Wie das Ohr funktioniert, ist eigentlich gut erforscht. Nun aber berichten Wissenschaftler: Das Organ sei deutlich komplexer als bisher angenommen.

In einer Welt voller Geräusche ist unser Gehör oft überfordert. Stellen Sie sich zum Beispiel folgende Situation vor: Sie sitzen in einem Café, jemand liest Ihnen eine Geschichte vor, während im Hintergrund zwei Gespräche gleichzeitig laufen. Können Sie der Handlung folgen? Oft ist dies schwierig.

Neue Forschungen legen nun nahe, dass unsere Ohren mehr leisten, als wir bisher dachten. Demnach verfügen Menschen über uralte Muskeln im Ohr, die uns helfen können, in lauten Umgebungen besser zuzuhören. Diese überraschende Entdeckung haben Forscher um Andreas Schröer und Daniel Strauss von der Universität des Saarlandes gemacht.

Ihre Untersuchung zeigt, dass wir unsere nur noch rudimentär vorhandenen, sogenannten aurikulären Ohrmuskeln tatsächlich nutzen – und zwar nicht nur zum Ohrenwackeln, sondern auch zum angestrengten Zuhören. „Es gibt drei große Muskeln, die die Ohrmuschel mit dem Schädel verbinden und wichtig für das Wackeln mit den Ohren sind“, erklärte Studienautor Schröer. Besonders der Musculus auricularis superior spiele hierbei eine Rolle.

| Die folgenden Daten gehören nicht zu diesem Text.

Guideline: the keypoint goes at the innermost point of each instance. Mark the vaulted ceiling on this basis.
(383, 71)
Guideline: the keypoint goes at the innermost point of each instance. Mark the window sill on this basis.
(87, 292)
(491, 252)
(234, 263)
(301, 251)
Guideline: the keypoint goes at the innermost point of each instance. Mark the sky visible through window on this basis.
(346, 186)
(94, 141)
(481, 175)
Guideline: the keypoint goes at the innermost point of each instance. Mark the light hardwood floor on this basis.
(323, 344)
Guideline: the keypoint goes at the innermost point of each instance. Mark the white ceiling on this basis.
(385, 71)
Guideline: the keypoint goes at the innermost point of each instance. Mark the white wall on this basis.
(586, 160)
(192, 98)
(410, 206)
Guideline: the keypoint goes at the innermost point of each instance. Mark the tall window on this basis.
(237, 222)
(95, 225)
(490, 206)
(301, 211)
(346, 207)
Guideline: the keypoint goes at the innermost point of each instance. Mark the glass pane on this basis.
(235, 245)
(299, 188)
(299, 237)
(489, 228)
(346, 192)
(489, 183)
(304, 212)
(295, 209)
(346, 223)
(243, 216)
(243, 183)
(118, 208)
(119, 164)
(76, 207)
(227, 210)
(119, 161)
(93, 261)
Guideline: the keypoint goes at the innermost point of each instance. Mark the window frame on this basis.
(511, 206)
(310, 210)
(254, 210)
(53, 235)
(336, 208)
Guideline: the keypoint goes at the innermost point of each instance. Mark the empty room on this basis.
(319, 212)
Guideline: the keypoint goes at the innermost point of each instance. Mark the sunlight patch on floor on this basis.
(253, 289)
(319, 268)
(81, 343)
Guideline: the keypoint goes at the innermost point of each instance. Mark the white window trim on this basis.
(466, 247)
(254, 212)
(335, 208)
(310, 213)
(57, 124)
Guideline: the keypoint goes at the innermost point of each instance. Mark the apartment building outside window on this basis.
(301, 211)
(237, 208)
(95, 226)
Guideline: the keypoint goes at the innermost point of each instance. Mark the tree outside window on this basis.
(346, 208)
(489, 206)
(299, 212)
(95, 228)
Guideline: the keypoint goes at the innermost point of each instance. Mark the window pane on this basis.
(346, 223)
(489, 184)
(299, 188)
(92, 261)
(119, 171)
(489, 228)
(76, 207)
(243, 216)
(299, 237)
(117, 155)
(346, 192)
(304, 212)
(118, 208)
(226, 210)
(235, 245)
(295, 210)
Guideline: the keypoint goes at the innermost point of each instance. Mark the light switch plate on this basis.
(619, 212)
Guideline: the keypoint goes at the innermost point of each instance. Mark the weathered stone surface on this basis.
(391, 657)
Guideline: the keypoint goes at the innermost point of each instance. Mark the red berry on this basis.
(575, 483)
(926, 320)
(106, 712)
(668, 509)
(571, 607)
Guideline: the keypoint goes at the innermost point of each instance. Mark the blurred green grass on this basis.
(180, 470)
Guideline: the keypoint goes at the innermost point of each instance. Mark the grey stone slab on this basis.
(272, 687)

Die Forscher führten umfangreiche Tests durch. Dabei wurden bei 25 Personen Elektroden an den oberen Ohrmuskeln angebracht. Die Probanden hörten nicht nur ein Hörbuch, sondern auch zusätzlich störende Podcasts aus Lautsprechern. Dieser Test wurde für die Dauer von zwölf Minuten und in jeweils drei verschiedenen Schwierigkeitsstufen durchgeführt. Ziel war es herauszufinden, wie gut die Teilnehmer der Handlung folgen konnten und wie stark sie sich dabei anstrengen mussten.

Im Anschluss bewerteten sie also das Ausmaß ihrer Anstrengung und sollten schätzen, wie häufig sie der Handlung des Hörbuchs nicht mehr hatten folgen können. Zusätzlich wurden sie nach den gehörten Inhalten befragt.

Studienautor Strauss berichtete von seinen Beobachtungen: „Unsere vorherigen Studien zeigten schon 2020, dass diese Muskeln aktiv werden, wenn wir interessante Geräusche hören und nicht genau wissen, woher sie kommen.“ Die neuen Tests bestätigten nun: Die oberen Ohrmuskeln reagierten besonders auf Aufgaben mit hoher Höranstrengung. Ein Ergebnis war, dass bei steigendem Schwierigkeitsgrad die Aktivität dieser Muskeln zunahm – proportional zur Anstrengung der Zuhörer.

Die Aktivität der oberen Ohrmuskeln könnte daher „einen objektiven Maßstab für die Höranstrengung eines Menschen darstellen“, sagte Schröer abschließend zu den Forschungsergebnissen, welche in „Frontiers in Neuroscience“ veröffentlicht wurden.

Obwohl noch unklar sei, ob dieser Mechanismus tatsächlich beim Hören helfe – festzuhalten bleibt: Unsere Ohren arbeiten härter als gedacht, um uns hören zu lassen – vor allem inmitten eines akustischen Durcheinanders.